Political News

Republicans' 2018 problem: Trumpism only works for Trump

Posted November 8, 2017 12:44 p.m. EST

— Ed Gillespie tried to use President Donald Trump's tricks: He sensationalized the dangers of sanctuary cities, he promised to defend Virginia's Confederate heritage and he attacked NFL players for kneeling during the National Anthem.

But as soon Gillespie lost the Virginia governor's race on Tuesday, Trump's allies in the Republican Party delivered their verdict.

Not Trumpy enough.

"Trying to be half-in, half-out with Donald Trump was never going to work," conservative radio host and Trump supporter Laura Ingraham said Tuesday night on Fox News. "If you dip your toe just in a little bit, you're going to turn out like Ed Gillespie did: political roadkill."

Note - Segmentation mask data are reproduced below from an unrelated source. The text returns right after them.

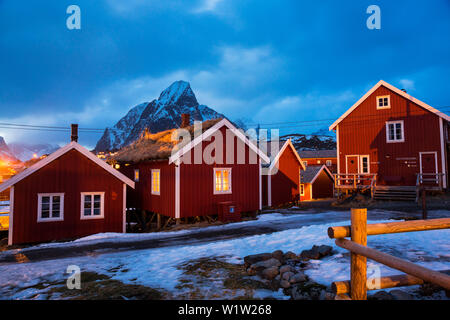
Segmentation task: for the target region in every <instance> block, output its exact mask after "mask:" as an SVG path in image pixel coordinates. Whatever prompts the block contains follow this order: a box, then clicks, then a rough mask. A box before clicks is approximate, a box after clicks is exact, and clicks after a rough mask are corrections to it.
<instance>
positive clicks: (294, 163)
mask: <svg viewBox="0 0 450 320" xmlns="http://www.w3.org/2000/svg"><path fill="white" fill-rule="evenodd" d="M268 144H269V146H268V148H267V149H268V151H270V149H271V147H272V146H271V144H272V143H270V142H269V143H268ZM301 170H305V166H304V164H303V161H302V159H300V156H299V155H298V153H297V151H296V150H295V148H294V146H293V145H292V142H291V140H290V139H289V140H287V141H286V142H285V143H284V144H283V146H282V148H281V149H280V150H279V152H278V153H277V155H276V156H275V157H274V159H273V161H272V162H271V164H270V166H269V167H268V170H267V173H266V174H264V175H263V176H262V182H263V205H264V206H269V207H272V206H280V205H284V204H288V203H292V202H295V201H299V200H300V173H301Z"/></svg>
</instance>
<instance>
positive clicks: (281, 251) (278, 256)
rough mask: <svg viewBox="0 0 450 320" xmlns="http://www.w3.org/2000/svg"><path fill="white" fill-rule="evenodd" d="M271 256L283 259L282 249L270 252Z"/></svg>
mask: <svg viewBox="0 0 450 320" xmlns="http://www.w3.org/2000/svg"><path fill="white" fill-rule="evenodd" d="M272 257H273V258H275V259H277V260H278V261H280V262H283V261H284V254H283V251H281V250H277V251H274V252H272Z"/></svg>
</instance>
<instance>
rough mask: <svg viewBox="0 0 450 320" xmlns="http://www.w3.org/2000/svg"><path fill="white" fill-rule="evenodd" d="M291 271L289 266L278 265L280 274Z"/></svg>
mask: <svg viewBox="0 0 450 320" xmlns="http://www.w3.org/2000/svg"><path fill="white" fill-rule="evenodd" d="M292 271H293V269H292V267H291V266H288V265H284V266H281V267H280V274H283V273H285V272H292Z"/></svg>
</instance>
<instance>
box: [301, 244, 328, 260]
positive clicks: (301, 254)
mask: <svg viewBox="0 0 450 320" xmlns="http://www.w3.org/2000/svg"><path fill="white" fill-rule="evenodd" d="M332 251H333V248H332V247H330V246H326V245H321V246H316V245H314V246H313V247H312V248H311V249H310V250H303V251H302V253H300V257H302V258H306V259H313V260H318V259H320V258H323V257H325V256H328V255H330V254H331V253H332Z"/></svg>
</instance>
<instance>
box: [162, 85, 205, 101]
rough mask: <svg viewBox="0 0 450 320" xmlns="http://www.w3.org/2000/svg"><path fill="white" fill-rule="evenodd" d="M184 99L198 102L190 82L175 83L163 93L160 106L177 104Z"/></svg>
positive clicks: (165, 89)
mask: <svg viewBox="0 0 450 320" xmlns="http://www.w3.org/2000/svg"><path fill="white" fill-rule="evenodd" d="M183 97H191V98H194V99H195V101H197V99H196V98H195V94H194V92H193V91H192V89H191V85H190V84H189V82H186V81H183V80H179V81H175V82H174V83H172V84H171V85H170V86H169V87H168V88H167V89H165V90H164V91H163V92H161V95H160V96H159V99H158V102H159V103H160V104H168V103H175V102H176V101H178V100H179V99H181V98H183Z"/></svg>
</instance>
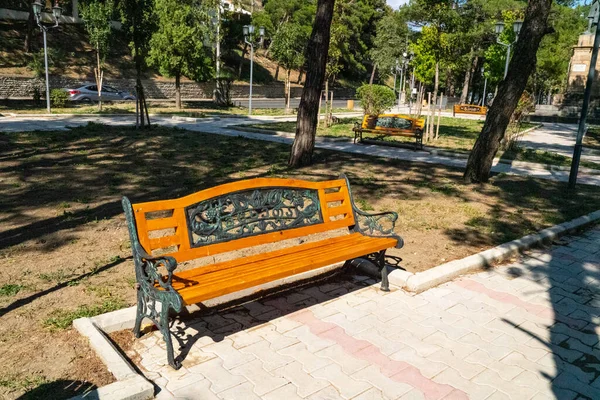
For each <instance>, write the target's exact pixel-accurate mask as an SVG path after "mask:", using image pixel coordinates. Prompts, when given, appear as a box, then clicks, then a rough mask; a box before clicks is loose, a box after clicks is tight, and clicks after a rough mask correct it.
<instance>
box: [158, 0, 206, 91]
mask: <svg viewBox="0 0 600 400" xmlns="http://www.w3.org/2000/svg"><path fill="white" fill-rule="evenodd" d="M214 6H215V4H214V1H210V2H209V1H203V2H202V3H200V4H198V2H197V1H195V0H183V1H181V0H155V16H156V22H157V24H158V29H157V31H156V32H154V34H153V35H152V38H151V40H150V52H149V57H148V63H149V64H150V65H152V66H155V67H157V68H158V69H159V71H160V73H161V74H162V75H165V76H169V77H173V76H174V77H180V76H186V77H188V78H190V79H193V80H195V81H205V80H208V79H209V78H211V77H212V74H213V62H212V54H211V49H210V47H207V46H205V43H212V42H213V41H214V36H213V35H212V32H213V31H212V29H211V18H210V15H209V12H210V10H211V7H214Z"/></svg>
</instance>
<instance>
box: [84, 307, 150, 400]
mask: <svg viewBox="0 0 600 400" xmlns="http://www.w3.org/2000/svg"><path fill="white" fill-rule="evenodd" d="M121 311H123V310H120V311H119V312H121ZM128 311H129V310H128ZM132 311H133V314H134V315H135V310H132ZM73 326H74V327H75V329H77V330H78V331H79V333H80V334H81V335H83V336H84V337H87V338H88V340H89V341H90V346H91V347H92V348H93V349H94V351H95V352H96V354H97V355H98V356H99V357H100V359H101V360H102V362H104V364H105V365H106V367H107V368H108V370H109V371H110V372H111V373H112V374H113V376H114V377H115V378H116V379H117V381H116V382H114V383H111V384H110V385H106V386H103V387H101V388H98V389H96V390H93V391H91V392H89V393H85V394H83V395H80V396H76V397H73V399H102V400H147V399H152V398H153V397H154V385H153V384H152V383H150V382H148V381H147V380H146V379H145V378H144V377H143V376H141V375H139V374H138V373H137V372H136V371H135V370H134V369H133V368H132V367H131V365H129V362H128V361H127V360H126V359H125V357H123V356H122V355H121V353H119V351H118V350H117V349H116V348H115V347H114V346H113V344H112V343H111V342H110V341H109V340H108V339H107V337H106V336H105V335H104V333H103V332H102V330H101V326H100V327H99V326H97V324H96V323H95V321H94V318H80V319H76V320H75V321H73Z"/></svg>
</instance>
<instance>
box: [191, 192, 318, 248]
mask: <svg viewBox="0 0 600 400" xmlns="http://www.w3.org/2000/svg"><path fill="white" fill-rule="evenodd" d="M186 216H187V218H188V226H189V229H188V232H189V235H190V244H191V247H201V246H206V245H209V244H214V243H220V242H228V241H230V240H235V239H241V238H243V237H248V236H255V235H260V234H263V233H268V232H277V231H282V230H286V229H292V228H300V227H303V226H309V225H315V224H320V223H323V215H322V213H321V205H320V203H319V194H318V192H317V190H313V189H297V188H260V189H252V190H245V191H240V192H234V193H228V194H226V195H223V196H219V197H215V198H212V199H208V200H204V201H201V202H200V203H197V204H194V205H192V206H190V207H187V208H186Z"/></svg>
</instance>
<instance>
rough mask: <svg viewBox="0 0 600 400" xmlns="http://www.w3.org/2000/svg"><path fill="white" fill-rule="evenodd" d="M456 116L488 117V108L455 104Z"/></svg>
mask: <svg viewBox="0 0 600 400" xmlns="http://www.w3.org/2000/svg"><path fill="white" fill-rule="evenodd" d="M454 114H472V115H486V114H487V107H485V106H476V105H473V104H455V105H454Z"/></svg>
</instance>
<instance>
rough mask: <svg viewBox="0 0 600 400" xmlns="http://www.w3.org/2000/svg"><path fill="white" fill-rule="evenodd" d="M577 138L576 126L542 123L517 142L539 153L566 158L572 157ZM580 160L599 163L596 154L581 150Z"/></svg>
mask: <svg viewBox="0 0 600 400" xmlns="http://www.w3.org/2000/svg"><path fill="white" fill-rule="evenodd" d="M576 138H577V125H575V124H555V123H544V126H542V127H541V128H539V129H536V130H533V131H531V132H529V133H527V134H526V135H525V136H524V137H523V138H522V139H521V140H520V142H519V144H520V145H521V146H523V147H528V148H531V149H535V150H540V151H549V152H552V153H558V154H560V155H563V156H566V157H573V148H574V147H575V141H576ZM582 159H583V160H586V161H591V162H596V163H600V155H599V154H598V152H597V151H596V152H594V151H591V150H590V149H586V148H584V149H583V154H582Z"/></svg>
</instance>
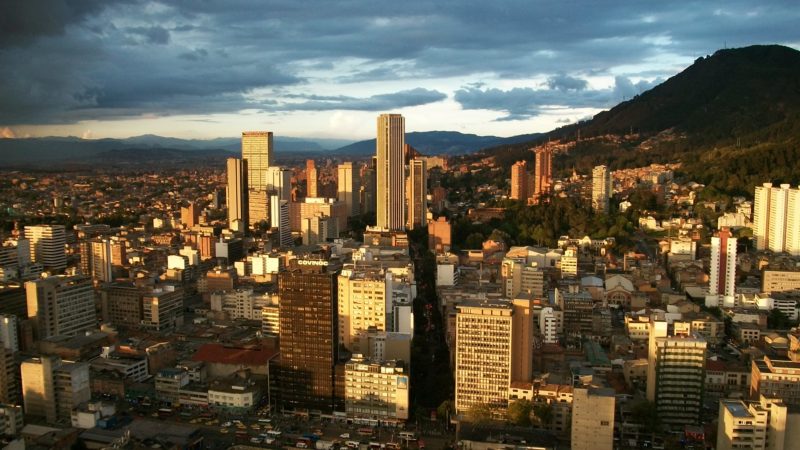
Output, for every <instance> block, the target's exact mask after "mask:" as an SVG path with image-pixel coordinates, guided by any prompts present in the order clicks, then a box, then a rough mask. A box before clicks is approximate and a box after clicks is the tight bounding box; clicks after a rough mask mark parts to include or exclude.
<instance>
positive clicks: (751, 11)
mask: <svg viewBox="0 0 800 450" xmlns="http://www.w3.org/2000/svg"><path fill="white" fill-rule="evenodd" d="M755 44H781V45H787V46H791V47H794V48H800V8H799V7H798V5H797V3H796V1H768V0H764V1H752V0H751V1H742V0H725V1H713V0H704V1H675V0H657V1H652V0H636V1H607V0H589V1H572V0H555V1H537V0H521V1H513V0H509V1H502V0H496V1H487V0H481V1H468V0H425V1H423V0H403V1H397V0H395V1H379V0H359V1H355V0H336V1H330V0H328V1H306V0H287V1H266V0H253V1H245V0H170V1H161V2H158V1H140V0H114V1H109V0H3V1H2V2H0V137H29V136H53V135H57V136H67V135H70V136H79V137H83V138H87V139H93V138H103V137H118V138H119V137H129V136H137V135H142V134H158V135H162V136H173V137H181V138H195V139H208V138H215V137H233V136H237V135H239V133H240V132H241V131H243V130H270V131H273V132H274V133H275V134H276V135H284V136H294V137H312V138H313V137H317V138H340V139H365V138H370V137H373V135H374V133H375V117H376V116H377V115H378V114H380V113H384V112H393V113H401V114H403V115H404V116H405V118H406V131H431V130H452V131H460V132H463V133H474V134H479V135H497V136H512V135H517V134H524V133H534V132H545V131H549V130H551V129H553V128H556V127H558V126H561V125H564V124H568V123H572V122H574V121H577V120H583V119H587V118H591V117H592V116H593V115H594V114H596V113H598V112H600V111H602V110H604V109H608V108H610V107H612V106H614V105H615V104H617V103H619V102H621V101H624V100H626V99H629V98H631V97H632V96H635V95H637V94H639V93H641V92H643V91H645V90H647V89H649V88H651V87H652V86H655V85H656V84H658V83H660V82H662V81H664V80H666V79H668V78H669V77H671V76H673V75H675V74H677V73H678V72H680V71H681V70H683V69H685V68H686V67H688V66H689V65H690V64H691V63H692V62H693V61H694V60H695V59H697V58H698V57H701V56H706V55H710V54H713V53H714V52H715V51H716V50H718V49H721V48H725V47H727V48H733V47H744V46H748V45H755Z"/></svg>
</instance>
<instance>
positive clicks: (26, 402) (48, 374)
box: [21, 356, 91, 423]
mask: <svg viewBox="0 0 800 450" xmlns="http://www.w3.org/2000/svg"><path fill="white" fill-rule="evenodd" d="M21 374H22V398H23V401H24V404H25V414H27V415H31V416H39V417H44V418H45V419H46V420H47V422H49V423H55V422H56V421H59V420H67V421H69V420H70V419H71V416H72V410H73V409H74V408H76V407H77V406H78V405H80V404H81V403H83V402H86V401H89V400H90V399H91V390H90V385H89V364H88V363H72V362H66V361H62V360H61V358H59V357H58V356H41V357H38V358H31V359H28V360H25V361H23V362H22V365H21Z"/></svg>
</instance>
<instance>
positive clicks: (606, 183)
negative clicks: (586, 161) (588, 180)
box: [592, 166, 614, 214]
mask: <svg viewBox="0 0 800 450" xmlns="http://www.w3.org/2000/svg"><path fill="white" fill-rule="evenodd" d="M613 194H614V190H613V187H612V185H611V171H610V170H609V169H608V167H606V166H596V167H595V168H594V169H593V170H592V209H593V210H594V212H596V213H603V214H606V213H608V200H609V199H610V198H611V196H612V195H613Z"/></svg>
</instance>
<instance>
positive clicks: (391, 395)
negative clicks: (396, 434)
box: [344, 354, 411, 425]
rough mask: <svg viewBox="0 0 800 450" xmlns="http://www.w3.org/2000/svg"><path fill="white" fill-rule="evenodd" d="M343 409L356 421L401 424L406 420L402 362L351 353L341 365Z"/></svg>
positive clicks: (409, 385)
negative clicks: (346, 360) (343, 397)
mask: <svg viewBox="0 0 800 450" xmlns="http://www.w3.org/2000/svg"><path fill="white" fill-rule="evenodd" d="M344 380H345V397H344V400H345V412H346V413H347V417H348V418H352V419H353V420H354V421H355V422H357V423H366V424H370V425H377V424H378V423H383V424H385V423H402V422H405V421H406V420H407V419H408V411H409V406H410V405H409V396H408V392H409V389H410V387H411V386H410V384H409V374H408V371H407V370H406V369H405V366H404V365H403V363H402V362H398V361H379V360H370V359H367V358H364V357H363V355H360V354H355V355H353V358H352V359H351V360H350V361H349V362H348V363H347V364H346V365H345V369H344Z"/></svg>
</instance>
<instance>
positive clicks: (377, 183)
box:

That's the box Republicans find themselves in: The base is demanding fealty to Trump. But suburban voters have soured on the President. And other candidates -- including Gillespie and Sen. Luther Strange, who lost an Alabama Republican Senate primary despite Trump's support -- can't pull off Trumpism without being Trump.

It's a Republican version of a problem that plagued Democrats for the last eight years: President Barack Obama's wins in 2008 and 2012 never transferred to other Democratic candidates who were wiped out in non-presidential elections in the Obama years.

Gillespie was annihilated in Virginia's suburbs, where voter turnout surged and Democrats ran up much higher margins of victory than usual because they saw the election as a chance to rebuke Trump -- which Gillespie's Trump-like ad strategy only reinforced.

The Democrats' suburban dominance led some swing-district Republicans to conclude that mimicking Trump was why Gillespie lost.

Republican Rep. Scott Taylor, who saw Northam carry his Norfolk-based district, said the Virginia race was a referendum on Trump.

"Some of the very divisive rhetoric really prompted and helped usher in a really high Democratic turnout in Virginia," Taylor said on CNN's "New Day."

"You can only drill down on the base so hard," said GOP Sen. Jeff Flake, who is retiring from his Arizona seat next year. "And we're seeing the limits of that."

However, other Republicans who more closely align themselves with Trump came to the exact opposite conclusion.

Rep. Dave Brat, who represents a suddenly competitive central Virginia district, told CNN that Gillespie "failed to nationalize the election" and only turned to Trump-style issues late in the race.

He highlighted Gillespie's focus on MS-13 gangs and his defense of Confederate monuments as among the strongest points in his campaign.

"Two-thirds of Americans supported him on those issues, right?" Brat said.

Perhaps, other Republicans said, the problem was the absence of Trump himself.

Gillespie's television ads were all heavily infused with Trump messages. He used Northam's vote against a bill that would have banned sanctuary cities -- which don't actually exist in Virginia -- to portray his opponent as weak against MS-13 gangs. He attacked Northam for outgoing Gov. Terry McAuliffe's move to automatically restore the voting rights of felons who have served their time, and he promised to keep Confederate monuments in place -- two ads that progressives saw as racially tinged dog whistles.

But in the race's final days, his events were with more moderate Republican figures -- including Ohio Sen. Rob Portman, Florida Sen. Marco Rubio and New Mexico Gov. Susana Martinez.

Gillespie never campaigned with Trump -- which stuck out, because Trump visited his own golf course in Virginia 15 times between Gillespie's winning the GOP nomination and Tuesday's election.

"I do think there was a reluctance to see the President campaign in the state for him. The President could have added a lot as far as bringing out his supporters to help support Ed," White House legislative affairs director Marc Short said on MSNBC on Wednesday.

Trump made the same point himself on Twitter on election night.

"Ed Gillespie worked hard but did not embrace me or what I stand for," he tweeted.